Three of the four members of my family have gotten tickets for running just-turned-red lights at intersections with red-light cameras. In each case, the cameras were accurate. In each case, we were pissed when the ticket arrived in the mail. In each case, though, we paid the fine without a challenge. And, most important, each of us altered his or her dangerous conduct after getting the ticket. I came to love the red-light cameras. They struck me as no real invasion of privacy -- a picture of our car (but not its driver) as it goes through an intersection is hardly private. It seemed logical to me that a camera's presence would encourage safer driving. And, so, I didn't care whether the real motivation of the District of Columbia or Montgomery County, Maryland -- the two jurisdcitions that caught us -- was to raise a little revenue for their cash-starved coffers. (If the devices actually encouraged drivers to stop running red lights, they wouldn't raise any revenue, unless the devices were faulty.)

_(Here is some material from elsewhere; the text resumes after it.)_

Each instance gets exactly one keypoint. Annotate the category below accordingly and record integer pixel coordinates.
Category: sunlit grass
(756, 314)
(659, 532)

Now, we have some hard data. The Washington Post reported on Wednesday that after the District of Columbia installed red-light cameras at its deadliest intersections, traffic fatalities went down at those intersections -- way down. And not just in D.C. As the Post explained yesterday in a follow-up editorial:
A definitive new study by the Insurance Institute for Highway Safety shows that in 14 big cities where the cameras were in use, including the District, the rate of fatalities stemming from red-light crashes fell three times faster than in 48 cities that did not install the cameras. What's more, the institute, a nonprofit group funded by the insurance industry, found that the cameras saved 159 lives in the 14 cities over five years starting in 2004. If the cameras had been in use in every big American city, 815 lives would have been saved during the same span, the researchers concluded.
Perhaps this study isn't perfect. There had been earlier stories suggesting that red-light cameras don't change behavior. Maybe more research is needed. But, for now, it sounds like a regulatory success story.